Osmanlıcılık fikri ile devletin bir arada tutulamayacağını anlayan
yöneticiler ve aydınlar arasında bu sefer daha II. Abdülhamit devrinde devletin
bir arada tutulmasında uygulanan siyasi bir kavram olan ve artık imparatorluğun
ezici bir çoğunluğunu teşkil eden Müslümanları bir arada tutmak düşüncesi ağır basmaya
başladı. Bu düşünce, padişahın aynı zamanda halife olması sebebiyle, imparatorluğun
en yaygın ideolojik gücü durumuna geldi. Ancak kısa süre içinde İslâmcılık düşüncesi
ile de devleti bir arada tutmanın mümkün olamayacağı ortaya çıktı. Çünkü imparatorluk
içerisindeki Türk olmayan Müslüman gruplarda da milliyetçi hareketler giderek
güçlenmeye başladı.
Osmanlıcılığı ve Panislâmcılığı ortaya çıkaran unsurların pek çoğu aynı
zamanda o dönemde henüz başlangıç hâlinde olan Türk milliyetçiliğinin de
gelişmesine yol açmıştır. Bu iki fikir akımının yetersizliklerinin zamanla
ortaya çıkması sonucunda Türk milliyetçiliği giderek daha da güçlenmiştir. Bunda
1910 yılından itibaren yoğun bir şekilde Osmanlı İmparatorluğu’na gelen birçok
Asyalı Türk aydınının da katkısı olmuştur. Bunlar ayrıca daha çok ülke
sınırları içinde sınırlı olan diğer iki görüşün aksine dikkatlerin Rusya, İran
ve değişik bölgelerde yaşayan Türklerle bir birlik oluşturma düşüncesine
çevrilmesine sebep olmuşlardır. Çünkü söz konusu bölgedeki halklar Türklerle
sadece aynı ırka değil aynı zamanda aynı dine de mensuptular.[11]
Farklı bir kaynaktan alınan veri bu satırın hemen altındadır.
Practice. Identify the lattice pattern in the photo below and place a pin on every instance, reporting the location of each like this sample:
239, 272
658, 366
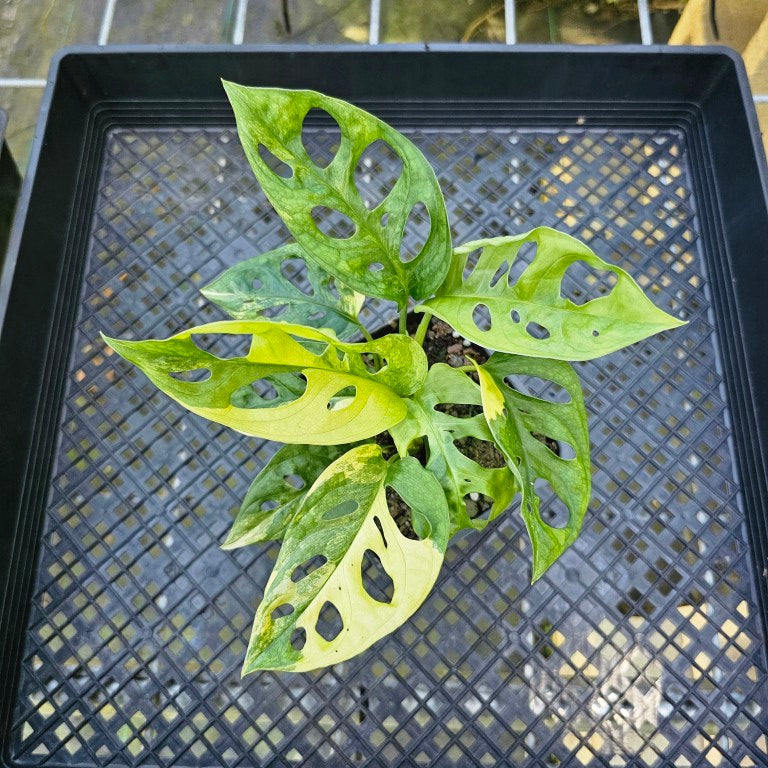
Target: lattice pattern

Artık Osmanlıcılık fikrinin devleti bir arada tutamayacağı anlaşılmış,
İslâmcılık fikrinin de Müslümanların birleştirmediği görülmeye başlanmıştır.
Tüm bunların etkisiyle çeşitlenen siyasi hayat içinde milliyetçilik akımı II.
Meşrutiyetten sonra iyice belirginleşmiş ve değişik hedefleri olan ulusçuluk tartışmalarını
başlatmıştır. Bundan sonra Milliyetçilik, kültürel alanda, fikri alanda, siyasi
alanda gelişmeye, yayılmaya ve Türklerin kurtuluşu için tek çare olarak
görülmeye başlanmıştır.
Bu üç fikir akımının mevcut durum göz önüne alınarak değerlendirilmesi
ve Türkçülük veya Milliyetçilik fikrinin en uygun çözüm olduğunun ispatlanmaya
çalışılması ise ilk olarak Yusuf Akçura tarafından, Kazan’da yazılıp Mısır’daki
‘’Türk Dergisi’’nde yayımlanan ‘’Üç
Tarz-ı Siyaset’’ isimli yazı ile ortaya konulmuştur. Diğer görüşleri savunanlar
tarafından yoğun eleştirilere uğrayan bu yayım tüm olumsuz eleştirilere rağmen
milliyetçilik anlayışının daha sonraki gelişiminde oldukça önemli etkiler
bırakmıştır.
Akçura bu eserinde; Osmanlıcılık ve İslamcılık düşüncelerinin olumlu ve
olumsuz (güçlü ve güçsüz) yönlerini açıkladıktan sonra kendi görüşüne göre
ülkenin ve milletin geleceği için en uygun çare olacağını düşündüğü Türkçülük hakkında
değerlendirmeler yapmıştır. Buna göre; önce Osmanlı İmparatorluğu içindeki
Türkler ve az da olsa Türkleşmiş olan diğer Müslüman unsurlar (Türkleştirilerek)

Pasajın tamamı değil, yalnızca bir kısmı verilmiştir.